L’articolo di Ortensio Zecchino, pubblicato su L’Osservatore Romano il 18 dicembre 2025 nel centenario della nascita di don Gianni Baget Bozzo, si colloca ben oltre il perimetro della commemorazione. Esso assume piuttosto la forma di una meditazione civile e morale su una delle questioni decisive della storia repubblicana italiana: il rapporto tra coscienza cristiana, democrazia e legittimità dell’alternanza politica.

Nel tratteggiare la figura di Baget Bozzo, Zecchino evita con rigore ogni tentazione agiografica. Ne emerge il profilo di un sacerdote-intellettuale inquieto, capace di abitare le contraddizioni del suo tempo senza addomesticarle, convinto che la fede non potesse essere ridotta né a ideologia né a garanzia di superiorità morale nell’agone politico.

La politica come luogo della decisione

Il “sogno” evocato nel titolo dell’articolo non è una formula procedurale, ma una categoria etica. La democrazia dell’alternanza, per Baget Bozzo, rappresentava il riconoscimento del limite umano nella storia: nessuna parte, nessuna cultura, nessun soggetto politico può pretendere una legittimazione definitiva o sacrale. L’alternanza diventa così il segno visibile della laicità della politica e, insieme, della sua dignità.

Zecchino coglie con precisione questo nodo essenziale: Baget Bozzo non contestava la presenza dei cattolici nella politica, ma la loro pretesa di identificare un partito, una formula o una stagione storica con il bene comune in senso assoluto. In tale prospettiva, il conflitto democratico non è una patologia da curare, bensì una condizione da accettare e governare.

Oltre il mito dell’unità politica dei cattolici

Nel ricostruire il dialogo ideale — e talora il dissenso radicale — con figure come Sturzo e Dossetti, l’articolo mette in luce uno dei punti più controversi del pensiero di Baget Bozzo: la critica all’unità politica dei cattolici, divenuta nel tempo più un dogma identitario che uno strumento storico.

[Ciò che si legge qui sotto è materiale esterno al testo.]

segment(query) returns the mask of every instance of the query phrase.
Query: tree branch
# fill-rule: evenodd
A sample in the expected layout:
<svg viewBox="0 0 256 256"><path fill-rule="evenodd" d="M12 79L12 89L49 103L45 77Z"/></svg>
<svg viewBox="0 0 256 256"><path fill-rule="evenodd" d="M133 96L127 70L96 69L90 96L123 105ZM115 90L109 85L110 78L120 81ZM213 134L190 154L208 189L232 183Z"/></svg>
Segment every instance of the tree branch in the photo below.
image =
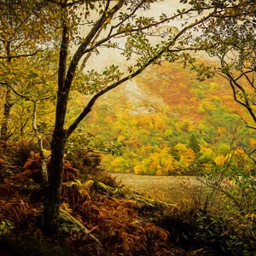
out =
<svg viewBox="0 0 256 256"><path fill-rule="evenodd" d="M214 13L214 12L213 12ZM121 79L120 80L112 84L111 85L106 87L105 89L102 90L101 91L99 91L97 94L96 94L91 99L90 101L88 102L87 106L84 108L84 110L82 111L82 113L79 114L79 116L74 120L74 122L68 127L68 129L67 130L67 138L73 132L73 131L77 128L77 126L79 125L79 124L83 120L83 119L90 112L91 108L93 107L93 105L95 104L95 102L96 102L96 100L102 96L103 94L105 94L106 92L111 90L112 89L119 86L119 84L123 84L124 82L137 76L139 73L141 73L147 67L148 67L149 65L153 64L154 62L155 62L155 61L157 61L158 59L160 59L162 55L166 52L166 51L171 51L171 49L169 49L172 45L173 45L175 44L175 42L177 41L177 39L183 35L187 30L190 29L191 27L201 24L201 22L204 22L205 20L207 20L207 19L209 19L211 16L212 15L212 13L209 14L207 16L202 18L200 20L197 20L194 23L192 23L191 25L184 27L183 30L181 30L173 38L172 40L171 40L171 42L166 45L166 46L163 46L163 48L159 50L159 52L157 54L154 55L154 56L153 56L152 58L150 58L143 66L142 66L141 67L137 68L137 71L135 71L133 73L125 76L125 78ZM175 49L176 50L176 49ZM182 50L182 49L180 49Z"/></svg>

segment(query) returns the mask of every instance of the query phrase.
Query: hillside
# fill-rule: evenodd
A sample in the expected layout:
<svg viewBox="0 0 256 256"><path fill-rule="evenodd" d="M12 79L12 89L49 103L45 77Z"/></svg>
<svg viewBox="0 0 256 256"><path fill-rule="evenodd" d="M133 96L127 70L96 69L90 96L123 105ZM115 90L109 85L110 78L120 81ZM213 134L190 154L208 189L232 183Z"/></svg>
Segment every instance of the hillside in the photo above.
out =
<svg viewBox="0 0 256 256"><path fill-rule="evenodd" d="M70 116L88 101L75 99ZM240 116L249 119L223 78L199 81L189 68L162 63L102 96L79 135L93 137L89 148L114 154L102 154L110 172L195 174L198 153L212 152L215 161L236 148L253 150L255 131Z"/></svg>

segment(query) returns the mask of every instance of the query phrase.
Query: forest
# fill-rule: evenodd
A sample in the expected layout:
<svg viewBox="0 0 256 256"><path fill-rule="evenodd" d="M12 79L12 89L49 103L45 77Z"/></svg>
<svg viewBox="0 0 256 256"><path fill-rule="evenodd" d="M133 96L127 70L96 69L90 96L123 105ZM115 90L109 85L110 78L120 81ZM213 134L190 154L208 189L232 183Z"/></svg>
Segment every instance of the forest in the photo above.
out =
<svg viewBox="0 0 256 256"><path fill-rule="evenodd" d="M255 255L253 0L0 7L0 255Z"/></svg>

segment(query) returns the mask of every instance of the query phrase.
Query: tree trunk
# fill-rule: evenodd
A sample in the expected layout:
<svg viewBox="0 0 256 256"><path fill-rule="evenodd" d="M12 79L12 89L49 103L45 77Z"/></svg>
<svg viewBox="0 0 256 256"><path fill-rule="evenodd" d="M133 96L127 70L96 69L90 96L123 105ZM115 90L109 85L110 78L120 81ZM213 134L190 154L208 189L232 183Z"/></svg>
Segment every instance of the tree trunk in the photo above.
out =
<svg viewBox="0 0 256 256"><path fill-rule="evenodd" d="M65 143L66 137L63 131L55 130L51 143L49 183L43 217L43 233L47 236L56 235L59 228Z"/></svg>
<svg viewBox="0 0 256 256"><path fill-rule="evenodd" d="M10 99L10 89L7 87L5 95L5 102L3 106L3 117L1 123L1 143L6 144L9 137L9 132L8 129L8 122L9 120L9 113L13 103Z"/></svg>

Secondo Baget Bozzo, quella unità aveva finito per produrre immobilismo, subalternità culturale e una pericolosa confusione tra fedeltà ecclesiale e disciplina politica. La crisi e il crollo della Democrazia Cristiana non vengono così letti come una mera sconfitta, ma come l’esito di un ciclo storico esaurito, incapace di reggere la complessità di una società pluralista.

La coscienza contro le semplificazioni

Zecchino restituisce con equilibrio anche le scelte più discusse di Baget Bozzo, spesso liquidate come provocatorie o opportunistiche. In realtà, esse rispondono a una logica coerente: riaffermare la centralità della coscienza personale contro ogni forma di automatismo ideologico.

Per Baget Bozzo, il cristiano non è chiamato a occupare stabilmente il potere, ma a testimoniare nella storia, accettando il rischio della decisione e persino dell’errore. In questo senso, la democrazia dell’alternanza non è solo un assetto istituzionale, ma una pedagogia civile, capace di educare alla responsabilità e alla misura.

Una lezione per il nostro tempo

L’articolo di Zecchino parla con discrezione ma con forza all’oggi. In una stagione segnata dal ritorno delle identità rigide, dalla delegittimazione dell’avversario e dalla tentazione di nuove sacralizzazioni politiche, la lezione di Baget Bozzo invita a distinguere senza separare, a partecipare senza assolutizzare, a credere senza pretendere di imporre.

Inseguire il sogno dell’alternanza significa accettare l’inquietudine della storia e riconoscere che nessun ordine politico può coincidere pienamente con la verità. È questa, forse, la più esigente eredità di don Gianni Baget Bozzo: aver ricordato che la fede illumina la coscienza, ma non la dispensa dal confronto democratico.

Come ammoniva Jacques Maritain, maestro del pensiero politico cristiano del Novecento:

«La democrazia non vive di certezze assolute, ma di verità cercate insieme, nella libertà e nel rischio.»

Una frase riassume, con sobria precisione, il sogno inquieto che Baget Bozzo non smise mai di inseguire.